- Genre: Comedy
- Created by: Rhys Thomas
- Written by: Rhys Thomas
- Directed by: Rhys Thomas
- Starring: Rhys Thomas; Lucy Montgomery; Tony Way; Simon Day; Derek Jacobi;
- Country of origin: United Kingdom
- Original language: English
- No. of series: 1
- No. of episodes: 4

Production
- Executive producer: Richard Webb/Ben Caudell
- Producer: Rhys Thomas
- Cinematography: Ric Clark
- Editor: Christopher Bird
- Running time: 30 minutes
- Production company: BBC Comedy

Original release
- Network: BBC Four; BBC Four HD; BBC Two HD;
- Release: 30 December 2016

= A Year in the Life of a Year =

A Year in the Life of a Year is a British comedy programme created by and starring Rhys Thomas and co-starring his frequent collaborators, Lucy Montgomery, Tony Way and Simon Day. It is broadcast on BBC Two. The programme is a spoof review of significant national and cultural moments from the year gone by and uses re-edited and dubbed television and film output. Famous parodies included Paddington meets A Very English Scandal.

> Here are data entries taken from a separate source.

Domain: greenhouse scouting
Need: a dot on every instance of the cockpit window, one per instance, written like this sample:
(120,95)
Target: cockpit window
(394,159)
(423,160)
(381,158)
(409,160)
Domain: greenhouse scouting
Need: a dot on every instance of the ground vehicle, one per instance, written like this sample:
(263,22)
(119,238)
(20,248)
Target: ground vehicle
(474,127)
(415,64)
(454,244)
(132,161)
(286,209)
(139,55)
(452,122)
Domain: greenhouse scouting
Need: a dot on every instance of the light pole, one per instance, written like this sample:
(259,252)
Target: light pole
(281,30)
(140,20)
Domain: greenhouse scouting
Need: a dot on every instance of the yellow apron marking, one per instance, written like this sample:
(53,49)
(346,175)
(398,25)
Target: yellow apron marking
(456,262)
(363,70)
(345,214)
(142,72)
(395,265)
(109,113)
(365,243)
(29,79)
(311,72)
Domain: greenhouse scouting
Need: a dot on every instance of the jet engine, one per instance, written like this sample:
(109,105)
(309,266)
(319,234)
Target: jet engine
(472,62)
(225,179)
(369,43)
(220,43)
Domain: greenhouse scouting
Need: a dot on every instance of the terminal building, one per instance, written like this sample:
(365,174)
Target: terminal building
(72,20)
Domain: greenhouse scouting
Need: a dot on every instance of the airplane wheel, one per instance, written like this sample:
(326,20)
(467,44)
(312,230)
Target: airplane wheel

The programme was first broadcast on 30 December 2016 with the title 2016: A Year in the Life of a Year. A second episode, reviewing 2017, was announced in May 2017. The second show aired on 30 December on BBC Four. A third episode aired on BBC Two on 27 December 2018 and was critically acclaimed. A fourth episode aired on BBC Two on 1 January 2020, reviewing 2019.